In the earliest days of humanity, villages would always be established around water. There was no other choice. Water is unique. The special combination of hydrogen and oxygen are vital to all forms of life on earth. As far as we know there can be no life without water.

For years, NASA has used the same thought process when exploring Mars, and that is why for over 40 years, since the discovery of dry river beds on the surface of Mars in 1971, scientists have focused their resources on finding more hints of water on the red planet. They know that on our home planet, where there is water, there is life.

In the ’90s, NASA discovered a host of minerals, which indicated the presence of water in the past or in the present. The big breakthrough came in 2008, just seven years ago, when the Phoenix lander turned up portions of bright material that disappeared a few days later, leading scientists to suspect the presence of ice. The lander then went on to detect a sample of water vapor, confirming the presence of frozen water.

That was as far as NASA got until Sept. 28 of this year, when it confirmed the evidence that liquid water still flows on today’s Mars. Proof of this discovery comes in the summer months when liquid water runs down canyons and craters, leaving long dark stains on the surface before it dries up in the colder months.

Biology teacher Jeff Hartman said he thinks that NASA’s discovery is profound.

“It’s huge news. All life that we know of needs water, and without it, there could be no life,” Hartman said. “This shows that Mars could have had life, has life or could harbor life in the future.”

Earth science teacher Jason Steffen agreed with Hartman.

“The discovery is an important one,” Steffen said. “With water comes possibly for conditions that can support life. This could help us direct future Mars missions.”

Hartman also said he thinks that the discovery of any sort of life forms on Mars would be overwhelming.

“If any possible life on Mars had a different genetic structure than life on earth, that would be really cool. It would prove to us that life can have a variety of different genetic structures,” Hartman said. “If the life on Mars would have DNA, however, that would be earth-shattering. It would tell us that life on both Earth and Mars arose from a common ancestor and would bring up more questions than it would answer.”

Senior Andrew Nurse was astonished when he first heard of the discovery.

“At first, I thought everyone was playing a joke on me. Water on Mars? That’s so random,” Nurse said. “I later looked it up on Google, and, of course, there it was, showing me how stupid I was. It was truly mind-boggling.”

Now that it has had to sink in, however, Nurse has many questions.

“I’m super excited about this news. Water on a neighboring planet just opens up a world of possibilities for the aerospace industry,” Nurse said. Will we find extraterrestrials on Mars? Will Mars be habitable once we find no more use of this Earth to us?

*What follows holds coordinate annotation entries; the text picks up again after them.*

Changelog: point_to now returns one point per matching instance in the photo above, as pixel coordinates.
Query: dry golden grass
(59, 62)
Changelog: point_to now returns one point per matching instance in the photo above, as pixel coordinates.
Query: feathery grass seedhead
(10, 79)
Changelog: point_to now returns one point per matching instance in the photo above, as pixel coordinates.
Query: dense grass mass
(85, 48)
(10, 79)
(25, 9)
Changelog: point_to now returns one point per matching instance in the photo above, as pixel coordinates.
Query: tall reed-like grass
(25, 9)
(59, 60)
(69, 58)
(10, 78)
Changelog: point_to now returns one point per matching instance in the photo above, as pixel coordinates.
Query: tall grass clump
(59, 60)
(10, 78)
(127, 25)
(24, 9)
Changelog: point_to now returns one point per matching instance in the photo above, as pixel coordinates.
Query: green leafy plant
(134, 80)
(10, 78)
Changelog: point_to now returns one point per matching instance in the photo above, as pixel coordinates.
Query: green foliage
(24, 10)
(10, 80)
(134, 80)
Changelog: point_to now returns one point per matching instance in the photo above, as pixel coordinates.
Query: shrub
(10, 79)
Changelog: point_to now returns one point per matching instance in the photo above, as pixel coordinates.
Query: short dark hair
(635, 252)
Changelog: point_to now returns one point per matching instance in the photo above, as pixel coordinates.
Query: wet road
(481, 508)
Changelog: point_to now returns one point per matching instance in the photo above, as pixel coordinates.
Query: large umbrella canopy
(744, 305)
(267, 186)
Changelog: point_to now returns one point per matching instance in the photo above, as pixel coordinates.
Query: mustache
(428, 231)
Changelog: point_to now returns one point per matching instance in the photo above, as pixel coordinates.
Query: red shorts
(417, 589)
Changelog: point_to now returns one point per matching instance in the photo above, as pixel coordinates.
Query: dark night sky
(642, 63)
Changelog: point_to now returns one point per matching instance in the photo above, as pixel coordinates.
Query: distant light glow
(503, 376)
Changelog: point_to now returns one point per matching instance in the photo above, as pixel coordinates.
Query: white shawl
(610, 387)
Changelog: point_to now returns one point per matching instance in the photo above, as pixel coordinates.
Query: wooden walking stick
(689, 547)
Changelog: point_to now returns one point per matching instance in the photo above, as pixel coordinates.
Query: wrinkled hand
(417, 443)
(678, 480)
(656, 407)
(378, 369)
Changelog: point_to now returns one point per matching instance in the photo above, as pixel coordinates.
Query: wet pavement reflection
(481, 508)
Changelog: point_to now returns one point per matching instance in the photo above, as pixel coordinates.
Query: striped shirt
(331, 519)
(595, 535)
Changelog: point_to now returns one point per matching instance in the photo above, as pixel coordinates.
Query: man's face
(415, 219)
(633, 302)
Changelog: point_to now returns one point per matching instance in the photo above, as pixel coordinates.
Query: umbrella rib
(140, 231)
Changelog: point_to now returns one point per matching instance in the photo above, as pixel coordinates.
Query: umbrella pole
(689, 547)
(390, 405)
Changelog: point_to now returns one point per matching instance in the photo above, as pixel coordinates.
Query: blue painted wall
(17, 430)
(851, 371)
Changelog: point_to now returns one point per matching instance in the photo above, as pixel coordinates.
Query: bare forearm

That’s something we may find out in the near future with our ever-so advancing technology.”

Despite all of the recent discoveries that NASA has made, its budget is still low compared to other federally funded organizations. In 2014, NASA’s budget was almost $18 billion. This may seem like a large amount, but it is only one half of one percent of the federal budget.

Steffen said he thinks that NASA deserves more.

“NASA’s budget is very inadequate.  People see the immediate and smaller picture and not how these missions and technologies will positively impact the future of humanity.”